Adalberto Álvarez ha lanciato l’idea e decine di musicisti l’hanno difesa, musicisti di qui e di altre parti, ballerini e appassionati.
Quando poi ha commentato l’iniziativa con Manolito Simonet, Elito Revé e Enrique Álvarez, non ci sono stati dubbi: d’accordo al cento per cento. Dalla Spagna, un anticipo: l’Associazione Culturale Benny Moré, fondata a Logroño con ramificazioni in vari luoghi della penisola, hanno reso pubblica la convocazione a tono con i tempi del coronavirus: il giorno 8 alle 8 di sera a ballare in casa.
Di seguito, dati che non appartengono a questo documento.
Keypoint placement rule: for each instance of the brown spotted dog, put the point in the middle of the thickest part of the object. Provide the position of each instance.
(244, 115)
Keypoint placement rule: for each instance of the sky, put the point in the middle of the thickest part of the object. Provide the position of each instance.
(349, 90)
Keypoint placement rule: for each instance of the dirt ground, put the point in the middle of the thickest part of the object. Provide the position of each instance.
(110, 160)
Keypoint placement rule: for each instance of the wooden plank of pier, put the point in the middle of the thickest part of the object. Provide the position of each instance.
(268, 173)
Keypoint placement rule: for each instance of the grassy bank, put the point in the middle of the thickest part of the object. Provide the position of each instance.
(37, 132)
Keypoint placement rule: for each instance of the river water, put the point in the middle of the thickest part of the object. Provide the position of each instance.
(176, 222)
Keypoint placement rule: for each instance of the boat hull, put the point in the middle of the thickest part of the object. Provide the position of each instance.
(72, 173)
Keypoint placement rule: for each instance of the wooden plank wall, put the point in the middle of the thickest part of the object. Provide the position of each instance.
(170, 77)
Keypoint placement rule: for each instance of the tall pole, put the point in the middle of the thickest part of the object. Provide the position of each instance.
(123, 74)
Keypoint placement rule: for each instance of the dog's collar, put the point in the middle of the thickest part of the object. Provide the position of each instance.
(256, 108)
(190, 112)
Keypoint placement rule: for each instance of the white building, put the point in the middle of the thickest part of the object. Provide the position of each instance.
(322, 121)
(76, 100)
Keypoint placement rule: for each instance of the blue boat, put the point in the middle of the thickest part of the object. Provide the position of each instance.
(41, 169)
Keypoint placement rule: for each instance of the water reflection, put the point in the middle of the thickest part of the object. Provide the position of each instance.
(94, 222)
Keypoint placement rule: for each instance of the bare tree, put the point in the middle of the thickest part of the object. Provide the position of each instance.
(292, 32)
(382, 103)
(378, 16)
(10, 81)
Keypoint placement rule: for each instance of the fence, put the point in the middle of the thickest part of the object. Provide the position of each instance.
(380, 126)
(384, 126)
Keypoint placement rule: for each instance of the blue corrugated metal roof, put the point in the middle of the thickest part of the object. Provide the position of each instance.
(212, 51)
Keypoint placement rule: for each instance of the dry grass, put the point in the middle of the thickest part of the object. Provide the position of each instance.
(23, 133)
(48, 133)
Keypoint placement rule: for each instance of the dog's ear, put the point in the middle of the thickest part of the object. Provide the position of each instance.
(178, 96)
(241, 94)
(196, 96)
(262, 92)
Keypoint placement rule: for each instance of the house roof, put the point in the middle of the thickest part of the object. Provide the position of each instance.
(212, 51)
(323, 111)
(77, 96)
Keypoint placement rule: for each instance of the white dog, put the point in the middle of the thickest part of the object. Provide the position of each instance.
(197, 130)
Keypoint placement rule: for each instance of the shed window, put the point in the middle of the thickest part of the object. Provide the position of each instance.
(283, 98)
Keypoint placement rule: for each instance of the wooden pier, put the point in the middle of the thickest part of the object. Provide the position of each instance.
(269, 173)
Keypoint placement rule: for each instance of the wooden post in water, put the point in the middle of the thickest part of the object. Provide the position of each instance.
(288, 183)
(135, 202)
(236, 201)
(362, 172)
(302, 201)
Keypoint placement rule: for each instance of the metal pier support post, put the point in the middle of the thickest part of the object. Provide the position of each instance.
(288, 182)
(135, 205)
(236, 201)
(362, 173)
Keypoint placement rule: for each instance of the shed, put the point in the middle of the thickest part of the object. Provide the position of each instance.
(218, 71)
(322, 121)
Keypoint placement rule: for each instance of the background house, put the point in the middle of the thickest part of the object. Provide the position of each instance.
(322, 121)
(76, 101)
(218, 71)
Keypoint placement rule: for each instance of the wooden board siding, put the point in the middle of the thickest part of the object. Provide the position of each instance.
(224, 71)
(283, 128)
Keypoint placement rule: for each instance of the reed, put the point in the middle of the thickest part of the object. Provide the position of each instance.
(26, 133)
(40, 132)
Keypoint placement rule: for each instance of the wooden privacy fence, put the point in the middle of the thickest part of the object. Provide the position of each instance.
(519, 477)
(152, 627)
Come non farci eco della pertinenza, la necessità e l’autorità di proclamare l’8 maggio come Giorno del Son e di fomentare la sua inclusione nella lista del Patrimonio Culturale Immateriale dell’Umanità!
La scelta della data non è casuale. È il giorno della nascita di Miguel Matamoros, l’8 maggio del 1894 –e del Trío Matamoros, perchè nel giorno del compleanno del musicista, festeggiato nella sua casa a Santiago di Cuba, si unirono per la prima volta 95 anni fa le voci di Siro, Cueto e Miguel– e di Miguelito Cuní nel 1917. Il compositore e l’interprete. Oriente e Occidente, ammirabile coincidenza.
A Piñeiro e Benny, Arsenio e Faz, Arcaño e Jorrín, Lay e Richard, Roldán e Caturla, Guillén e Carpentier, Teté e Argeliers, César e José Antonio, Chapottín e Niño Rivera, sarebbe piaciuto.
Ma la cosa importante è onorare il complesso musicale più rappresentativo della musica cubana e di maggior diffusione planetaria, chiarire e segnalare le gerarchie dei suoi cultori e propiziare la trasmissione dei suoi valori alle generazioni future.
Nel 2012 il son è stato riconosciuto come Patrimonio Culturale della Nazione.
Sappiamo che attualmente si processa la documentazione per la sua valutazione nel Unesco, organismo che avalla la condizione di Patrimonio Culturale Immateriale dell’Umanità.
Abbiamo notizie che il Centro d’Investigazione e Sviluppo della Musica Cubana lavora a questo. Lo sviluppo della Musica Cubana. Ma è necessario creare un ambiente favorevole, com’è avvenuto con la rumba, al quale devono apportare molt i musicisti e color che l’apprezzano.
Si devono rendere visibili fatti essenziali: il punto di partenza nella regione orientale e la sua nazionalizzazione nei primi decenni del secolo scorso, i vincoli con la trova, l’evoluzione di formati e di stili, la connessione con la salsa e altre specie sonore della regione, l’internazionalizzazione.
Dal changüí alla timba; da L’Avana e Santiago a Nuova York e Tokio. Il son nella poesia di Nicolás Guillén. Il son nella musica da concerto, non solo in quella dei cubani, ma anche in George Gershwin, che ha citato/Échale salsita/ nella sua /Overture cubana/.
Il son nel linguaggio popolare, nella danza, nella gestualità. Il son come complesso culturale.
Tutto per il son, diremmo oggi. L’entusiasmo è importante ma lo è di più la conoscenza di causa. Perchè il son continui ad essere un emblema vivo della nostra identità.